Rep. Carlyle took a stand against the unintended consequences of his own legislation.

Carlyle had passed a bill in 2011 granting state universities the authority to set their own tuition (previously, the state had the sole authority to do so)—and that bill allowed  differential tuition. In effort to protect the GET (which has come under attack from the Republican-dominated Majority Coalition Caucus in the senate this session),  Carlyle took a stand against the unintended consequences of his own legislation.

Seaquist's bill, which had four Republican co-sponsors and four Democratic co-sponsors, had a public hearing in his higher education commitee in late January. At that hearing, Carlyle acknowledged that differential tuition “is a genuine and legitimate threat to the integrity of the GET program,” which allows parents to invest in pre-paid college tuition.

Carlyle's point: If universities were allowed to charge differential tuition, it would throw off GET’s ability to prepare for what those universities anticipate tuition costs will be in the future. For a program that is already struggling with financial stability, allowing universities to charge differential tuition could have been the nail in GET's coffin.

In the house vote earlier today, both Republicans and Democrats defended the bill, including some Republicans, such as Larry Haler (R-8, Richland), who sided with the Democrats on the GET issue—an affront to the head of the MCC, Sen. Rodney Tom (D-48, Medina), who has proposed killing GET.

However, Rep. Matt Manweller (R-13, Ellensburg) added a different angle. He was concerned, for example, that “differential tuition might lead to differential opportunity, and urged the house to “perpetuate opportunity, not poverty.”

Manweller, Associate Professor of Political Science at Central Washington University, gave a sarcastic example that richer students would be able to become engineers, while poorer students would have to choose “less expensive majors like political science, where your only option is representing the 13th district.”

Rep. Gael Tarleton (D-36, Ballard) stuck with the Democrats' GET angle (the senate Republicans and their renegade Democratic leader Sen. Rodney Tom (D-48, Medina): "Our higher ed institutions have managed to serve more students than ever before despite persistent cuts. ... This bill ensures we are honoring our commitment to our children, our working families, and our great state.

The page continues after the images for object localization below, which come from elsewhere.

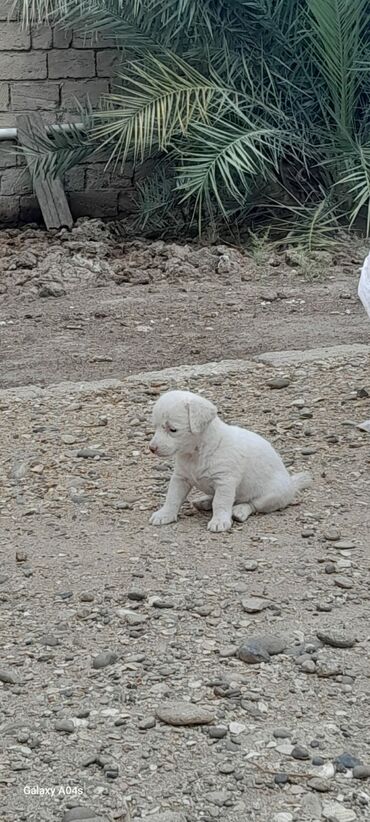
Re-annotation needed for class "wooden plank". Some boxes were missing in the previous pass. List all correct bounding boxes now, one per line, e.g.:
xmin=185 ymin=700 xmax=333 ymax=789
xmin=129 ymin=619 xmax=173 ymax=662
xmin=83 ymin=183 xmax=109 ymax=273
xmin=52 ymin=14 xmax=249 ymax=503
xmin=16 ymin=113 xmax=73 ymax=230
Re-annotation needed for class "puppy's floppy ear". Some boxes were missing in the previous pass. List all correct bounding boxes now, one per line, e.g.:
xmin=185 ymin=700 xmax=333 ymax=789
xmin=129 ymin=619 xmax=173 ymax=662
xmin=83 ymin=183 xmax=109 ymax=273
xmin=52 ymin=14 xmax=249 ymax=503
xmin=186 ymin=396 xmax=217 ymax=434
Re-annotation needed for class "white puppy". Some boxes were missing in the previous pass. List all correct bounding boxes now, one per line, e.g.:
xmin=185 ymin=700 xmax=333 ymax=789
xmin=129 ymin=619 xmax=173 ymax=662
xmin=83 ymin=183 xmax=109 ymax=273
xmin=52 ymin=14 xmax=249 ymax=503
xmin=149 ymin=390 xmax=311 ymax=533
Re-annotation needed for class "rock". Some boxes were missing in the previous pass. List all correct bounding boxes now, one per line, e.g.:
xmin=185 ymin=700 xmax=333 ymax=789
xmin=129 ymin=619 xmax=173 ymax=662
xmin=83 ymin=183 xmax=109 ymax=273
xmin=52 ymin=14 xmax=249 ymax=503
xmin=273 ymin=814 xmax=293 ymax=822
xmin=241 ymin=560 xmax=258 ymax=572
xmin=322 ymin=801 xmax=357 ymax=821
xmin=333 ymin=541 xmax=356 ymax=550
xmin=0 ymin=669 xmax=18 ymax=684
xmin=209 ymin=726 xmax=227 ymax=739
xmin=92 ymin=651 xmax=117 ymax=669
xmin=241 ymin=596 xmax=270 ymax=613
xmin=205 ymin=791 xmax=231 ymax=806
xmin=353 ymin=766 xmax=370 ymax=780
xmin=316 ymin=629 xmax=356 ymax=649
xmin=138 ymin=716 xmax=156 ymax=730
xmin=218 ymin=761 xmax=235 ymax=774
xmin=334 ymin=752 xmax=362 ymax=771
xmin=40 ymin=634 xmax=60 ymax=647
xmin=334 ymin=576 xmax=353 ymax=589
xmin=77 ymin=447 xmax=104 ymax=459
xmin=316 ymin=658 xmax=342 ymax=678
xmin=144 ymin=815 xmax=186 ymax=822
xmin=229 ymin=721 xmax=245 ymax=735
xmin=273 ymin=728 xmax=291 ymax=739
xmin=62 ymin=810 xmax=104 ymax=822
xmin=275 ymin=772 xmax=289 ymax=785
xmin=156 ymin=701 xmax=215 ymax=726
xmin=291 ymin=744 xmax=310 ymax=760
xmin=298 ymin=659 xmax=316 ymax=674
xmin=324 ymin=528 xmax=341 ymax=541
xmin=127 ymin=590 xmax=146 ymax=601
xmin=307 ymin=778 xmax=331 ymax=792
xmin=55 ymin=719 xmax=75 ymax=734
xmin=267 ymin=377 xmax=291 ymax=389
xmin=16 ymin=550 xmax=28 ymax=563
xmin=238 ymin=641 xmax=270 ymax=664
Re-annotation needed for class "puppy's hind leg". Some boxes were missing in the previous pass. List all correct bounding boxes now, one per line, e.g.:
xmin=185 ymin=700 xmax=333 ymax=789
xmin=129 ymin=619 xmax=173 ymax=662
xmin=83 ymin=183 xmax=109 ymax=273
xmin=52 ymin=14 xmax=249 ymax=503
xmin=252 ymin=490 xmax=291 ymax=514
xmin=232 ymin=503 xmax=254 ymax=523
xmin=193 ymin=495 xmax=213 ymax=512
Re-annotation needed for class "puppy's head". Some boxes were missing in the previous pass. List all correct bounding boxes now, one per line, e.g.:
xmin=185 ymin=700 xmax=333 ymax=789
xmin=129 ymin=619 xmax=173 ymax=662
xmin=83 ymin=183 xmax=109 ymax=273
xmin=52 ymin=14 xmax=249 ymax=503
xmin=149 ymin=390 xmax=217 ymax=457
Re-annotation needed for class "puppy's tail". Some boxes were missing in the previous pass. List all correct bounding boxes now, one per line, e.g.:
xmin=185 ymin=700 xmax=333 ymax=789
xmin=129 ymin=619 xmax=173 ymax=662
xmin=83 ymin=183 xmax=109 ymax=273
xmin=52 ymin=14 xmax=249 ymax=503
xmin=290 ymin=471 xmax=312 ymax=495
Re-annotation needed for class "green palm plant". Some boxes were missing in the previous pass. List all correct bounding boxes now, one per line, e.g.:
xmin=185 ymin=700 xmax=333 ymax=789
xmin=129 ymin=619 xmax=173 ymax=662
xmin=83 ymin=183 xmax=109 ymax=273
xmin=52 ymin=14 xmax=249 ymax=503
xmin=14 ymin=0 xmax=370 ymax=242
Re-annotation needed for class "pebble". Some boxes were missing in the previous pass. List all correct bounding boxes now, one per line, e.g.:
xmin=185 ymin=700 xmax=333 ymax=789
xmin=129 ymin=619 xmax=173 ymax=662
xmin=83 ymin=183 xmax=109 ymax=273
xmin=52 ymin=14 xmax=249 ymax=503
xmin=218 ymin=762 xmax=235 ymax=774
xmin=312 ymin=756 xmax=325 ymax=766
xmin=334 ymin=576 xmax=353 ymax=589
xmin=273 ymin=728 xmax=291 ymax=739
xmin=62 ymin=810 xmax=105 ymax=822
xmin=333 ymin=541 xmax=356 ymax=551
xmin=322 ymin=801 xmax=357 ymax=821
xmin=16 ymin=550 xmax=28 ymax=563
xmin=40 ymin=634 xmax=60 ymax=647
xmin=241 ymin=560 xmax=258 ymax=572
xmin=316 ymin=629 xmax=356 ymax=649
xmin=205 ymin=791 xmax=230 ymax=806
xmin=267 ymin=377 xmax=291 ymax=389
xmin=0 ymin=669 xmax=18 ymax=684
xmin=156 ymin=701 xmax=215 ymax=726
xmin=238 ymin=634 xmax=287 ymax=664
xmin=138 ymin=716 xmax=156 ymax=730
xmin=298 ymin=659 xmax=316 ymax=674
xmin=307 ymin=778 xmax=331 ymax=792
xmin=54 ymin=719 xmax=75 ymax=734
xmin=334 ymin=752 xmax=362 ymax=770
xmin=92 ymin=651 xmax=117 ymax=669
xmin=273 ymin=814 xmax=293 ymax=822
xmin=353 ymin=765 xmax=370 ymax=779
xmin=229 ymin=721 xmax=245 ymax=735
xmin=291 ymin=744 xmax=310 ymax=760
xmin=275 ymin=773 xmax=289 ymax=785
xmin=324 ymin=528 xmax=341 ymax=541
xmin=241 ymin=596 xmax=270 ymax=613
xmin=77 ymin=447 xmax=104 ymax=459
xmin=208 ymin=726 xmax=227 ymax=739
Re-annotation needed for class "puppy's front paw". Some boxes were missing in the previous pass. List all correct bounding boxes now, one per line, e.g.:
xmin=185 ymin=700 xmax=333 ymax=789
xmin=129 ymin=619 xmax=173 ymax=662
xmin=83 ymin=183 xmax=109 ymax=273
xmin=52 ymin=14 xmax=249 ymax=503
xmin=150 ymin=508 xmax=177 ymax=526
xmin=207 ymin=514 xmax=232 ymax=533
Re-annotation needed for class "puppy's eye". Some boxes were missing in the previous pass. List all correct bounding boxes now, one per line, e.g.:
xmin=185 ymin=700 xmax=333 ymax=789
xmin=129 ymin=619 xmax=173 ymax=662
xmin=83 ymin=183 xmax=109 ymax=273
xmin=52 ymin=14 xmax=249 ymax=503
xmin=169 ymin=427 xmax=177 ymax=433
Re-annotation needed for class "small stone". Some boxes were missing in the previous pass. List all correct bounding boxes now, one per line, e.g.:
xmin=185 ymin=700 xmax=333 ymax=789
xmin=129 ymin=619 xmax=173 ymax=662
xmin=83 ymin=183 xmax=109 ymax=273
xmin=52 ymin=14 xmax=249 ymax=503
xmin=16 ymin=550 xmax=28 ymax=563
xmin=238 ymin=641 xmax=270 ymax=664
xmin=218 ymin=762 xmax=235 ymax=774
xmin=242 ymin=560 xmax=258 ymax=572
xmin=267 ymin=377 xmax=290 ymax=389
xmin=40 ymin=634 xmax=60 ymax=647
xmin=353 ymin=766 xmax=370 ymax=780
xmin=334 ymin=576 xmax=353 ymax=589
xmin=324 ymin=528 xmax=341 ymax=541
xmin=307 ymin=778 xmax=331 ymax=792
xmin=208 ymin=726 xmax=227 ymax=739
xmin=0 ymin=669 xmax=18 ymax=685
xmin=316 ymin=659 xmax=341 ymax=678
xmin=275 ymin=772 xmax=289 ymax=785
xmin=325 ymin=562 xmax=336 ymax=574
xmin=55 ymin=719 xmax=75 ymax=734
xmin=291 ymin=745 xmax=310 ymax=760
xmin=127 ymin=590 xmax=146 ymax=601
xmin=333 ymin=541 xmax=356 ymax=551
xmin=312 ymin=756 xmax=325 ymax=766
xmin=92 ymin=651 xmax=117 ymax=669
xmin=298 ymin=659 xmax=316 ymax=674
xmin=322 ymin=801 xmax=357 ymax=821
xmin=77 ymin=448 xmax=104 ymax=459
xmin=334 ymin=752 xmax=362 ymax=771
xmin=273 ymin=728 xmax=291 ymax=739
xmin=79 ymin=592 xmax=95 ymax=602
xmin=229 ymin=721 xmax=245 ymax=735
xmin=138 ymin=716 xmax=156 ymax=730
xmin=316 ymin=629 xmax=356 ymax=649
xmin=62 ymin=810 xmax=103 ymax=822
xmin=301 ymin=528 xmax=314 ymax=538
xmin=205 ymin=791 xmax=231 ymax=807
xmin=156 ymin=701 xmax=215 ymax=726
xmin=241 ymin=596 xmax=270 ymax=613
xmin=273 ymin=814 xmax=293 ymax=822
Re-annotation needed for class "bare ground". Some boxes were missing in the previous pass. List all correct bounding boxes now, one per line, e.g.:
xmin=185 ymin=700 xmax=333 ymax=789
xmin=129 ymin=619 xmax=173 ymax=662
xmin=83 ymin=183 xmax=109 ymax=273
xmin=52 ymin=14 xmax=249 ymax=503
xmin=0 ymin=221 xmax=370 ymax=822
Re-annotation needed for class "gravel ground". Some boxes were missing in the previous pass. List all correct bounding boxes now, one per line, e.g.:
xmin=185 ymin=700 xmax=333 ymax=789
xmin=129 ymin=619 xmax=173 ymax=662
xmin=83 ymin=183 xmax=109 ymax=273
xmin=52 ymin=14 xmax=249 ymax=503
xmin=0 ymin=219 xmax=369 ymax=390
xmin=1 ymin=345 xmax=370 ymax=822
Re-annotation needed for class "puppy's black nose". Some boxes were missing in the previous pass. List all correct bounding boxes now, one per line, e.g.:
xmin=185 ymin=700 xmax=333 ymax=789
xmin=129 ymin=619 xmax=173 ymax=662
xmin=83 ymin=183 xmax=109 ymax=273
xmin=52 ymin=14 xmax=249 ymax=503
xmin=149 ymin=444 xmax=158 ymax=454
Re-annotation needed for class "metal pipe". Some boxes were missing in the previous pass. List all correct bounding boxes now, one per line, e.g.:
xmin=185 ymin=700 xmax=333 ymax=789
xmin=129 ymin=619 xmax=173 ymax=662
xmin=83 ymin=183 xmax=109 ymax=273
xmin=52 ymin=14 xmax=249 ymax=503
xmin=0 ymin=122 xmax=84 ymax=141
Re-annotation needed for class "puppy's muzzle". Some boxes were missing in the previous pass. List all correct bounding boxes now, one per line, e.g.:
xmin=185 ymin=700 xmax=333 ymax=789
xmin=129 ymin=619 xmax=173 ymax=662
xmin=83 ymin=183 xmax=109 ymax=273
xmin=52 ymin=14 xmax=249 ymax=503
xmin=149 ymin=442 xmax=158 ymax=454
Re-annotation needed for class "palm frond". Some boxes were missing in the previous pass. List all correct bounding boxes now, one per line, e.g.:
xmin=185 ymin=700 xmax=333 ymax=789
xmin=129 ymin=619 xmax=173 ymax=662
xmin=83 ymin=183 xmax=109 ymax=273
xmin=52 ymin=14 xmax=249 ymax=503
xmin=336 ymin=142 xmax=370 ymax=235
xmin=16 ymin=111 xmax=96 ymax=180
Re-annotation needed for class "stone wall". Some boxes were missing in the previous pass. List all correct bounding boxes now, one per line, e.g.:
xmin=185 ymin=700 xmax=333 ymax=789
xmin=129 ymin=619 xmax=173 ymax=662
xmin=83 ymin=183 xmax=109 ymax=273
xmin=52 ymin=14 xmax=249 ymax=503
xmin=0 ymin=1 xmax=135 ymax=225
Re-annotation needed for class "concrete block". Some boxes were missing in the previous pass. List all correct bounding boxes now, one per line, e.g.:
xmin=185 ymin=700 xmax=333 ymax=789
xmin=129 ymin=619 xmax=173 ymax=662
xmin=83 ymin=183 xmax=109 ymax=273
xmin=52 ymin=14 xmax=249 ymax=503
xmin=0 ymin=21 xmax=31 ymax=49
xmin=20 ymin=194 xmax=42 ymax=223
xmin=60 ymin=78 xmax=108 ymax=109
xmin=0 ymin=81 xmax=9 ymax=110
xmin=69 ymin=190 xmax=118 ymax=218
xmin=64 ymin=166 xmax=85 ymax=192
xmin=32 ymin=24 xmax=53 ymax=49
xmin=0 ymin=195 xmax=20 ymax=224
xmin=48 ymin=49 xmax=95 ymax=79
xmin=53 ymin=26 xmax=73 ymax=48
xmin=96 ymin=50 xmax=121 ymax=76
xmin=0 ymin=141 xmax=17 ymax=168
xmin=0 ymin=51 xmax=47 ymax=80
xmin=73 ymin=31 xmax=117 ymax=49
xmin=1 ymin=166 xmax=33 ymax=195
xmin=118 ymin=189 xmax=135 ymax=216
xmin=85 ymin=162 xmax=131 ymax=190
xmin=11 ymin=82 xmax=60 ymax=111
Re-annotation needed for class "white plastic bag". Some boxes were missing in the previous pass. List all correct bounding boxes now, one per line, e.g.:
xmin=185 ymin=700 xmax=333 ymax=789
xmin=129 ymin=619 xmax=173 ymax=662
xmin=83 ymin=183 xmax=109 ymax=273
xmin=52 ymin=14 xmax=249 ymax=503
xmin=358 ymin=252 xmax=370 ymax=318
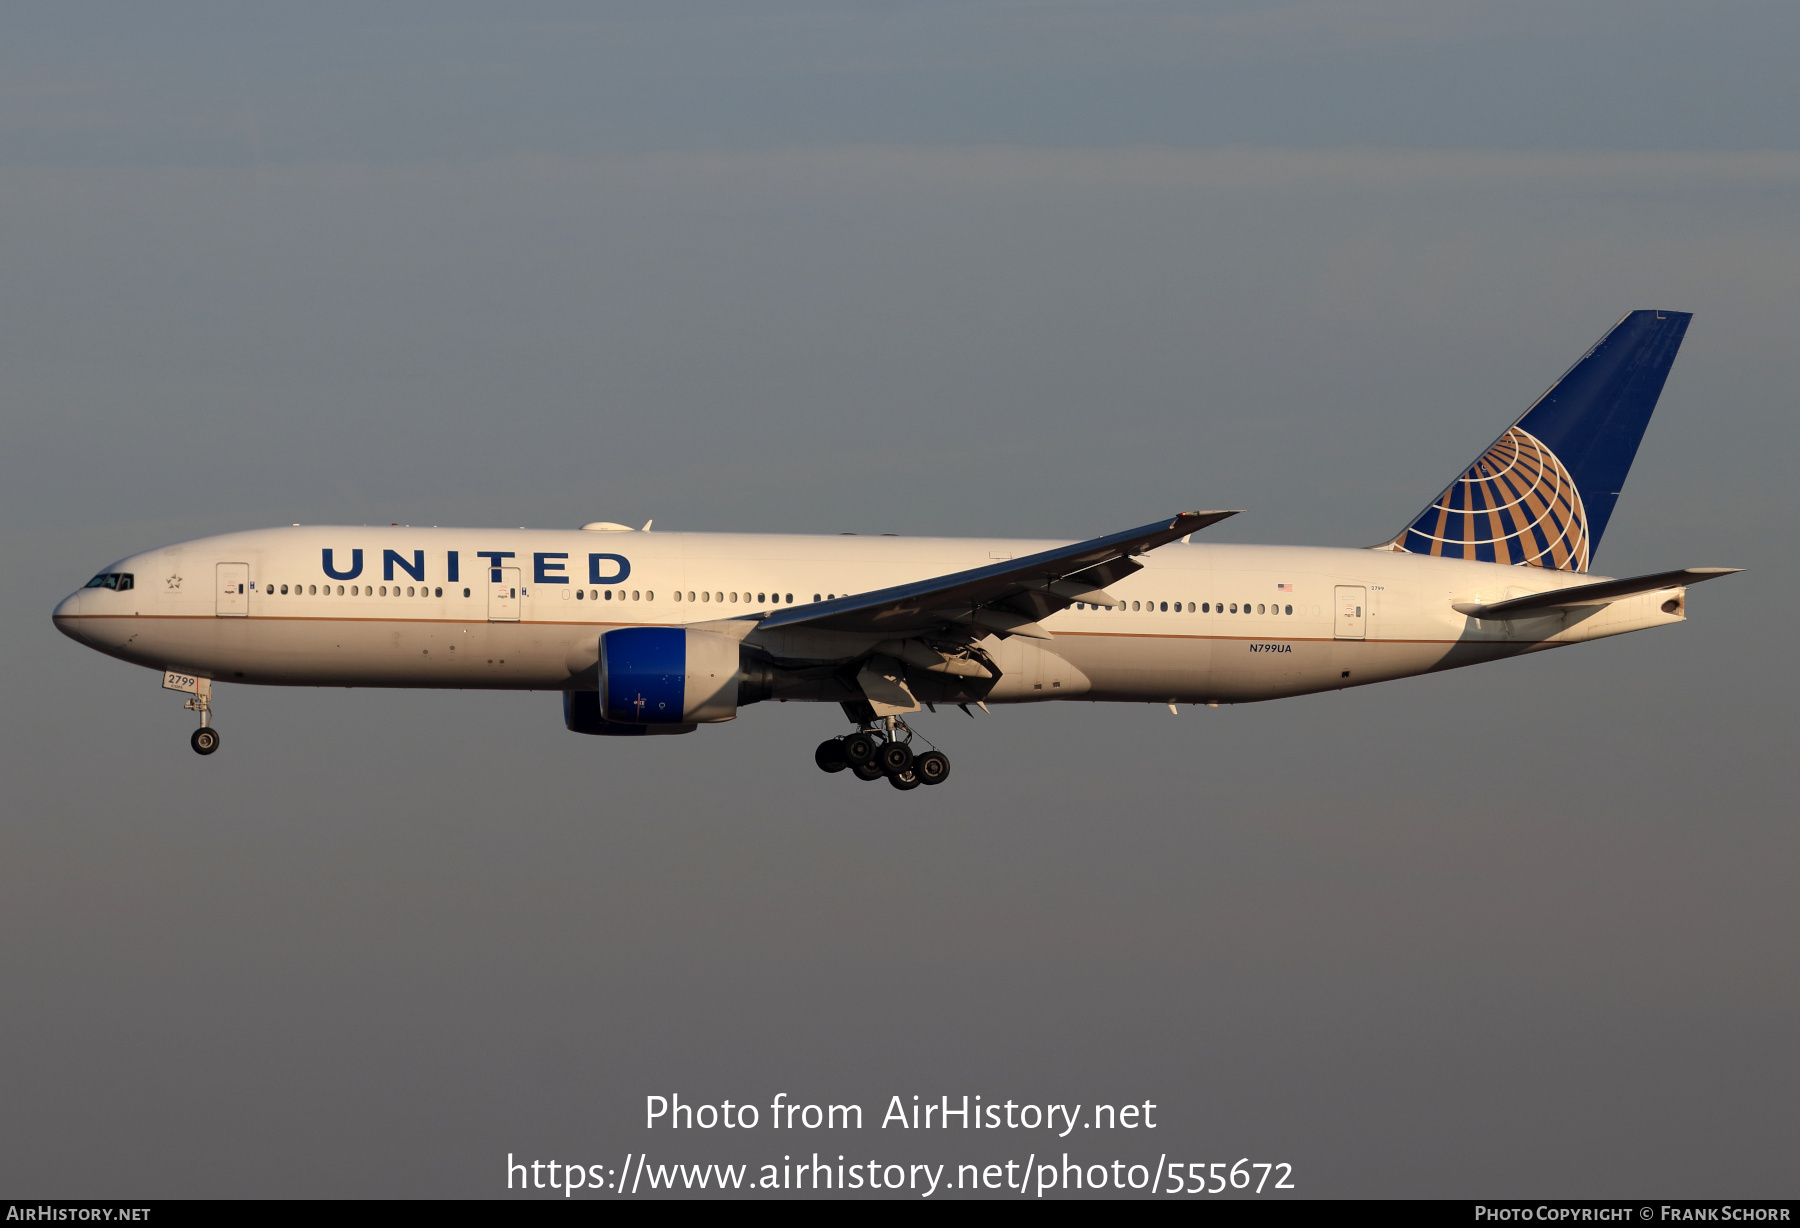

GET ensures that we get that opportunity and the right to pursue it. GET is about giving everybody a chance to secure their futures and a chance to secure our own."

Rep. Gael Tarleton

The only defense of differential tuition came in the runup to the floor vote during the House Appropriations Committee meeting on Tuesday. Margaret Shepherd, UW’s Director of State Relations, agreed that differential tuition poses a threat to GET. However, she contended that allowing universities to impose differential tuition should be suspended, not eliminated, for the next biennium while the GET program stabilizes. “We aren’t looking to create an instability,” Sheppard said, “we ask for an alternative solution.”

And Sherry Burkey, Director for Legislative Relations for Western Washington University, echoed Shepherd’s suggestion to not eliminate differential tuition, “but [to] put it on a two-year hold until the economy turns around.”

It was the students, not the administrators, whose arguments apparently carried the day.

Their arguments evidently weren't persuasive. The bill that passed today eliminates universities' ability to impose differential tuition; it does not provide the option of suspension.

It was the students, not the administrators, whose arguments apparently carried the day. Angie Weiss, director of the Associated Students of the University of Washington (ASUW), argued at the same public hearing earlier this week that the increased financial burden on students is too much to bear. Engineering majors, for example, would have to pay $5,000 more in tuition if differential tuition was enacted. For students who don’t qualify for need-based financial aid ... differential tuition would “provide flexibility for institutions, but a barrier for students.”

And E.B. Vodde, legislative liaison for Associated Students of Eastern Washington University, testified about the possibility of a negative feedback loop. “Enacting differential tuition is going to create unaffordable education, lower enrollment, and with the students bankrolling the universities with 70 percent [of tuition costs], it's going to cause the universities to not have the money to function. […] We’re going to see a larger gap in our workforce for those high-demand degrees.”

“As a driver of innovation, differential tuition is an incredibly important tool,” Vodde acknowledged.

But in the big picture, protecting the GET program took precedence. “I think it’s unfortunate we’re caught in the situation we’re in,” Rep. Carlyle said.